Mais surtout, peu importe que cette avocate ait fourni ou non des informations. Le simple fait que le fils du candidat à l'élection présidentielle américaine ait accepté cette rencontre constitue, déjà, un signe fort : C'est la première indication publique qu’une partie, au moins, de l’équipe de campagne des républicains était prête à accepter l’aide de la Russie. Aujourd’hui, au prétexte qu'aucune information n'a été fournie, Donald Trump Jr. estime que personne ne devrait faire attention à toute cette histoire. Mais outre le fait que de demander de l'aide à un gouvernement étranger dans le cadre d’une campagne présidentielle est un crime (qui pourrait même être considéré comme un acte de trahison), l’aveu de Trump Jr. rend surtout caduque toutes les tentatives de son père de nier des liens étroits entre des membres de son équipe et des responsables russes, proches du Kremlin. En ce sens, écrit THE BOSTON GLOBE, il apparaît désormais incontestable que le camp républicain n'a eu aucun scrupule à travailler, main dans la main, avec un gouvernement étranger pour remporter une élection américaine. Cela ne fait plus aucun doute. Sans compter que ces révélations ne constituent probablement que la partie émergée de l’iceberg. Mais d’ores et déjà, ce que nous savons à présent est suffisamment grave, conclue le quotidien. Il en ressort que le président des Etats-Unis et ses principaux colistiers ont probablement enfreint la loi pour remporter l’élection présidentielle.

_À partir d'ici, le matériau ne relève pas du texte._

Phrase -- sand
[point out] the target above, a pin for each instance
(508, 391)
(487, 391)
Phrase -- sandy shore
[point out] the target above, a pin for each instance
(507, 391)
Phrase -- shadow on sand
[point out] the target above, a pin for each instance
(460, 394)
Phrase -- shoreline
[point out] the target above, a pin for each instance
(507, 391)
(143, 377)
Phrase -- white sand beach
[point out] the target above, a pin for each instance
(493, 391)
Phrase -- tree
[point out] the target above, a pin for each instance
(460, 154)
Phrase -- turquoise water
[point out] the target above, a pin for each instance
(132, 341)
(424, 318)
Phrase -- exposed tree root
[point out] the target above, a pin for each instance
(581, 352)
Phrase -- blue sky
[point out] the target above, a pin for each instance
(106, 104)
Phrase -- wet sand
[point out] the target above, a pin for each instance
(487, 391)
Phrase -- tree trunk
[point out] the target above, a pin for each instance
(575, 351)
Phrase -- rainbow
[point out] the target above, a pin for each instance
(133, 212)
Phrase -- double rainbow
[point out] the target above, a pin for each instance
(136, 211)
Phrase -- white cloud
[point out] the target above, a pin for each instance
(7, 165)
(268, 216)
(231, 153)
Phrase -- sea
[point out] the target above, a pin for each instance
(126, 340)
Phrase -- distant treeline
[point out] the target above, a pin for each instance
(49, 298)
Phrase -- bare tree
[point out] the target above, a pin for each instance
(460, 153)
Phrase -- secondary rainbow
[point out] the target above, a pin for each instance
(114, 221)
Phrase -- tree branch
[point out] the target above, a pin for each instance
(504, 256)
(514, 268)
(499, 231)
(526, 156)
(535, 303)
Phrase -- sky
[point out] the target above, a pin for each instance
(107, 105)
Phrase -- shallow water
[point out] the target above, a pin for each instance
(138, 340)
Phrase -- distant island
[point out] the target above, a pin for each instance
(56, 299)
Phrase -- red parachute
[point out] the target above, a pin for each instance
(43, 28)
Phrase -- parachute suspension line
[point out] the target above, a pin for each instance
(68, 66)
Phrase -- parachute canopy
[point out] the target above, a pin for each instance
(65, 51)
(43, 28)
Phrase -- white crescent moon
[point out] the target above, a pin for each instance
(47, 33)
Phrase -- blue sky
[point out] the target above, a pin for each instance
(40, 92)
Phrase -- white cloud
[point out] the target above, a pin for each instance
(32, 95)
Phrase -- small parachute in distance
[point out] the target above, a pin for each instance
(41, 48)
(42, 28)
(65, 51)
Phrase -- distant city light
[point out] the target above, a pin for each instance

Et c'est ainsi que rattrapé par ces nouvelles révélations sur l'«affaire russe», le président américain a décidé de faire marche arrière avec son homologue russe

Dimanche, Donald Trump avait pris tout le monde de court en affirmant, sur Twitter, vouloir désormais travailler «de manière constructive» avec le Kremlin, en créant avec Vladimir Poutine une unité de cybersécurité chargée d’empêcher d’éventuelles ingérences dans les prochaines élections. Evidemment, nombreux sont ceux qui se sont pincés en découvrant le message, y compris dans le camp républicain. «Être partenaire avec Poutine sur une unité de cybersécurité, c’est comme coopérer avec le président syrien Bachar al-Assad sur une unité Armes chimiques!», a notamment ironisé le sénateur Marco Rubio. «Je suis sûr que Poutine pourrait être d’une grande aide dans cette initiative, dans la mesure où c’est lui qui pirate», a renchérit son collègue John Mc Cain, interrogé sur CBS. Quant à Lindsey Graham, il a simplement déclaré : «Si ce n'est pas l'idée la plus stupide que j'ai entendue, elle n'en est pas loin».

Et c'est ainsi que dans un second tweet, non moins surprenant, Donald Trump s’est finalement rétracté : «Le fait que le président Poutine et moi avons discuté de cette unité ne signifie pas que je pense que cela peut se faire. Cela ne peut pas se faire». Une manière pour le président de se contredire lui-même. Sauf que là où Trump espérait calmer les réactions provoquées par son premier tweet, il n’a fait que les raviver. Une preuve de plus que dans cette partie de poker menteur, Donald Trump donne chaque jour, un peu plus, l’impression de ne plus savoir sur quel pied danser avec Vladimir Poutine.

Enfin s'agissant de danse, justement, le théâtre du Bolchoï à Moscou a annoncé l’annulation de la première du spectacle consacré à Noureev.

La première devait avoir lieu aujourd’hui. Mais hier, le directeur du Bolchoï a expliqué que le spectacle n’était pas prêt et qu'il ne serait montré qu’en mai 2018. Or, des fragments du filage (filmés par des artistes de la troupe et postés sur internet) prouvent le contraire. On y voit notamment le metteur en scène adulé par le plateau au terme de la répétition générale. A Moscou, précise le correspondant du TEMPS, personne ne doute que le Bolchoï n’a pas pu volontairement porter atteinte à sa propre réputation et qu’il s’agit, en réalité, d’une décision émanant de la sphère politique. L’agence officielle TASS assure que le spectacle a été reporté sur ordre du très conservateur ministre de la culture. Or deux sources proches de ce ministère confirment que la «propagande de l’homosexualité» contenue dans le spectacle constituait une «provocation» inacceptable dans l’enceinte de «l’honorable» institution. Ou dit autrement, qu’il s’agit là d’un acte de censure camouflé. L'art de mentir et de faire danser le monde.